In fact, this is what hosting providers do. You have a choice of software, hardware, and features. It’s pretty much standard with every hosting provider — you, the client, pick the hardware you can afford, run the software you’d like to do, and select the features you wish. The combination depends on the performance you need and the money you’re willing to spend on it!
However, LL never went the route of “flexibility”, relying instead on one-size-fits-all, absolutely standard solutions. Why?
While a lot of human intervention was needed, I can understand the problem about setup costs. But now that it’s all fully automated…?
Instead, we get the following speech from M Linden:
“Because we have complexity everywhere else, we’re loath to add a highly complex pricing structure.”

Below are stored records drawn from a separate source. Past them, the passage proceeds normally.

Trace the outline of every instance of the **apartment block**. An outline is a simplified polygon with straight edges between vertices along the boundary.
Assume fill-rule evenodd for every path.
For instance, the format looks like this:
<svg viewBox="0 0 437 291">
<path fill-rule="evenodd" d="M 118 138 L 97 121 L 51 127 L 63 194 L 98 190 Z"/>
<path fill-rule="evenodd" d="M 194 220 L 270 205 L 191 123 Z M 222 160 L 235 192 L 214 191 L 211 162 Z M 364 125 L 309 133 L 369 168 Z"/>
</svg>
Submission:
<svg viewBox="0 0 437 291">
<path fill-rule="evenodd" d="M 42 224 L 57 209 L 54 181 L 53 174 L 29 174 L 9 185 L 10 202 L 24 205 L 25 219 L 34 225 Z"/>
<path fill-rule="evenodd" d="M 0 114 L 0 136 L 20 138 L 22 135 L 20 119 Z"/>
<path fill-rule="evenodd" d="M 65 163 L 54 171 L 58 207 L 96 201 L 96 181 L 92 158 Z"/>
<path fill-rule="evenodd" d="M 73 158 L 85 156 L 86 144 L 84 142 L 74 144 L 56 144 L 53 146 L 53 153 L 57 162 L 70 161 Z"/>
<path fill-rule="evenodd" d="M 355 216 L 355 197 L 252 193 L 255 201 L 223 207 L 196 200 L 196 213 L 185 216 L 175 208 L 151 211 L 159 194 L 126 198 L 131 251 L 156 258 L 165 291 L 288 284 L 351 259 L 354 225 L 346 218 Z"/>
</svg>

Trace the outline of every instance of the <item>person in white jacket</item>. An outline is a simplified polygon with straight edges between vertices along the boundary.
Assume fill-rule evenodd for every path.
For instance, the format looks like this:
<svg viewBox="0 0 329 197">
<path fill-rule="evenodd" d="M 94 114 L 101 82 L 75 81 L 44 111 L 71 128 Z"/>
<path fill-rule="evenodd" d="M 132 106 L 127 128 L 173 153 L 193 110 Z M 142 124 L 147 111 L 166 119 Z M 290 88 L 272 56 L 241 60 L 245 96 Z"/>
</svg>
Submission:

There is still hope, since M Linden goes on and says:
“Nevertheless, it’s clear we have to build a product mix and pricing structure that offers more flexibility.”
… and then announces that for a more limited set of features you’ll have to pay more, which is completely and utterly insane!
So the message seems to be: “if you want more flexibility, you pay more than for a standard solution, and get a worse service”. Well, one can understand the theory that a “personalised” solution ought to be a bit more expensive than a standard one — not that you ought to get worse service! But, again, this makes sense only if there is manual labour involved. If the cost of setting up a sim is the same, no matter what its ultimate characteristics are, why should it be more expensive to provide a more limited feature set?
I’ve tried to think this over and over, and I really cannot understand, from the little input we get from Linden Lab, how they figure out their pricing. From an outsider it looks like they throw a random number out of their pockets and use it as their price, and then see how well it financially works. But that’s hardly what can be the case, given M Linden’s background and expertise. No, Internet hosting providers are mostly cost-based operations, so there is something missing here in the whole equation.
Ultimately, there is a very complex formula that has shown, on M Linden’s spreadsheets, that continuing to provide a “limited set of features” for a fair price will lead Linden Lab to ruin and bankrupcy. Where exactly that happens on the formula is impossible for us mere mortals to understand. But it has to be a very strong point indeed: one that makes LL decide to cut their income in 20% instead of continuing to offer that service. And I’m at a loss to explain such a decision.
Perhaps LL should try to use some OpenSim-based servers on their own grid 🙂 They’d be able to run a hundred sims on a Class 6 server pretty easily, provided they’d have enough memory and bandwidth, and sell these for the “magic” price of US$10-30 per month. They’d be fully integrated with LL’s asset servers, so you’d still have access to those billions of objects. But they’d have lousy performance and crash a lot. The point is, they would be ultra-cheap and compete aggressively.
Being a Premium account resident, and having the choice between a 512 m2 plot on the stable mainland with 117 prims, or a totally unstable and unreliable private island on an underpowered server for the same price, I’d very likely go for the latter! And I’m pretty sure that most of the 90,000 Premium account residents would think the same way. So, instead of losing a million US$ and 13,000 sims from the grid, LL would, with this option, earn the same amount of money and run seven times as many sims (but use the same number of servers!) — while at the same time making everybody very happy!
It would make sense to me, if I lived in a sane world.
Instead, Second Life has become Surreal Life, and I cannot figure it out any more.